Maybe the moral of the story is that future snowdens should leak to selected law firms instead of selected journalists? If there's one organization designed to comb through large documents for details and understand the impacts to potential parties, it is law organizations. Put 2-3 in time competition to make cases out of the documents and it will be a scramble race for justice.
Law firms aren't terribly entrepreneurial. Absent somebody paying them their hourly rate, I suspect not a single document would be read. Newspapers regularly take risks deploying humans to investigate issues without any assurance there will be a story at the bottom, but even the newspaper business has less appetite for that these days (as an aside, I suspect it's that margin that the financial investors have exploited -- at the expense of high quality reporting).
And they make money by going after low-hanging fruit. Ever wonder why they advertise 90%+ success rates and work on contingency? Because if your case isn't easy, you aren't their customer.
More importantly, there's money out the other end for them. The payoff is more questionable for information from Snowden leaks. Yes, I guess a journalistic outlet can get a big scoop and that drives eyeballs which leads to advertisers... But that's pretty different from the ambulance-chaser payout.
We're such a weird society when it comes to enforcing laws on business. It's all "scummy" behavior.
For examples: Accessibility laws, consumer protection laws, and privacy laws.
It's a trivial matter to determine which websites don't comply with the easy targets of accessibility.

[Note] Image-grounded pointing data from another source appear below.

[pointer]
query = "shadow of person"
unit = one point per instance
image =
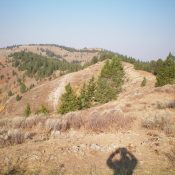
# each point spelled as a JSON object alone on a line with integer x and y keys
{"x": 122, "y": 162}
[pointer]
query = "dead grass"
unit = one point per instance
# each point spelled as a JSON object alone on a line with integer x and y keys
{"x": 108, "y": 120}
{"x": 170, "y": 105}
{"x": 12, "y": 137}
{"x": 171, "y": 156}
{"x": 163, "y": 121}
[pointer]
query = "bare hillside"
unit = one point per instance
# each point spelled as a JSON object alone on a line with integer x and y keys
{"x": 140, "y": 122}
{"x": 9, "y": 75}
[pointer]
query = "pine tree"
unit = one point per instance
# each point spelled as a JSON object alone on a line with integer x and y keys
{"x": 69, "y": 101}
{"x": 87, "y": 94}
{"x": 104, "y": 92}
{"x": 110, "y": 81}
{"x": 27, "y": 111}
{"x": 143, "y": 82}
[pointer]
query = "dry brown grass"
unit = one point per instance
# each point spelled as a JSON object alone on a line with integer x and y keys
{"x": 171, "y": 156}
{"x": 108, "y": 120}
{"x": 163, "y": 121}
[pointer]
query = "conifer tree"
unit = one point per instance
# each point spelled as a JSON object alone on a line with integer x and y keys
{"x": 69, "y": 101}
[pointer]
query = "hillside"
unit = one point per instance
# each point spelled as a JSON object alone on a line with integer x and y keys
{"x": 11, "y": 77}
{"x": 141, "y": 120}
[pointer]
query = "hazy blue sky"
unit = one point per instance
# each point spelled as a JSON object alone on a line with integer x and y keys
{"x": 140, "y": 28}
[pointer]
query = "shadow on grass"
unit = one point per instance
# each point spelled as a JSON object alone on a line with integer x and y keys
{"x": 122, "y": 162}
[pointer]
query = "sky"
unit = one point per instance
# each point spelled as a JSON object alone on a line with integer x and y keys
{"x": 144, "y": 29}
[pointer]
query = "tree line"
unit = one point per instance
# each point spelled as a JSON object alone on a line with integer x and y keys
{"x": 104, "y": 89}
{"x": 39, "y": 66}
{"x": 164, "y": 70}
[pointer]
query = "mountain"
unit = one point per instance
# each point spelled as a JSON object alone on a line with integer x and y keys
{"x": 134, "y": 132}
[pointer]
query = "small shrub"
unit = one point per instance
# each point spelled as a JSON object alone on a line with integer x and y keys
{"x": 144, "y": 82}
{"x": 160, "y": 121}
{"x": 171, "y": 156}
{"x": 27, "y": 111}
{"x": 10, "y": 93}
{"x": 43, "y": 110}
{"x": 23, "y": 88}
{"x": 15, "y": 137}
{"x": 31, "y": 86}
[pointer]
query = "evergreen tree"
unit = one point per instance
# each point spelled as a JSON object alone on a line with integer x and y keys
{"x": 23, "y": 88}
{"x": 110, "y": 81}
{"x": 69, "y": 101}
{"x": 104, "y": 92}
{"x": 143, "y": 82}
{"x": 87, "y": 94}
{"x": 27, "y": 111}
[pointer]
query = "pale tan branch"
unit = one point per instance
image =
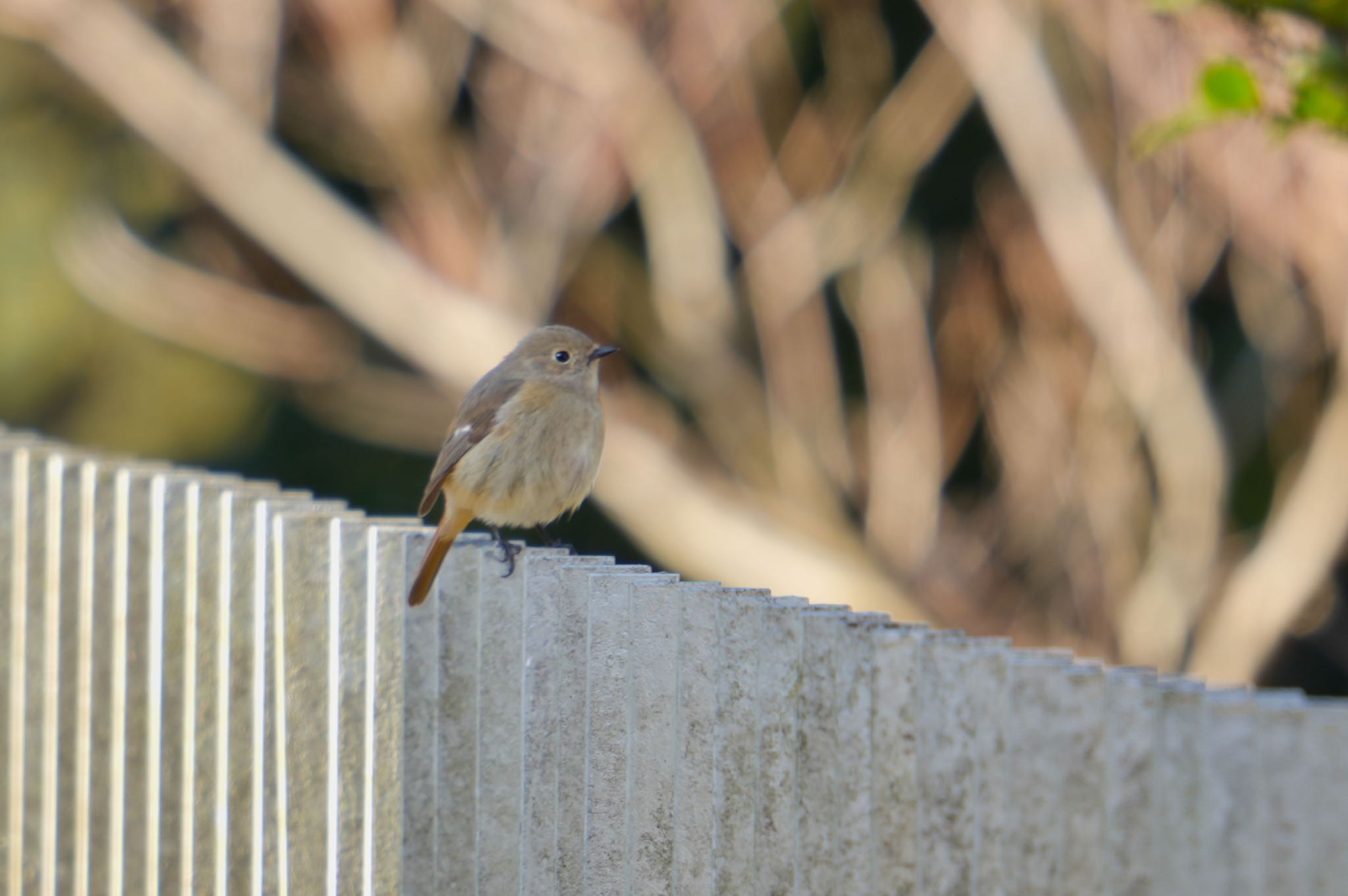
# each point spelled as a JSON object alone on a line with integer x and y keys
{"x": 904, "y": 425}
{"x": 1304, "y": 537}
{"x": 1116, "y": 305}
{"x": 689, "y": 519}
{"x": 201, "y": 311}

Yet the concept of running such a scanner, automatically, and charging for corrections, is seen as predatory behavior.
There was an article about grocery pricing with obvious collusion, dark practices, and misinformation yet nothing is done. Business as usual, people need to understand it and work around it. Problem is, it's clearly outside the realm of the average intellectual ability.
Predatory behavior is everywhere. I don't feel compelled to list even a single example.
If the lawyer chasing the ambulance results in a law being followed instead of ignored, that is a positive thing.
You'd be surprised. Top journalism organizations do this kind of thing with tremendous efficiency. The Pandora Papers were impressive for exactly that reason.
Then your risk identifying yourself in the Ashley Madison leak. You run the risk of not getting your message out in the Snowden case. The biggest threat is future publishing which is why so many countries broke laws made up charges going after Wikileaks.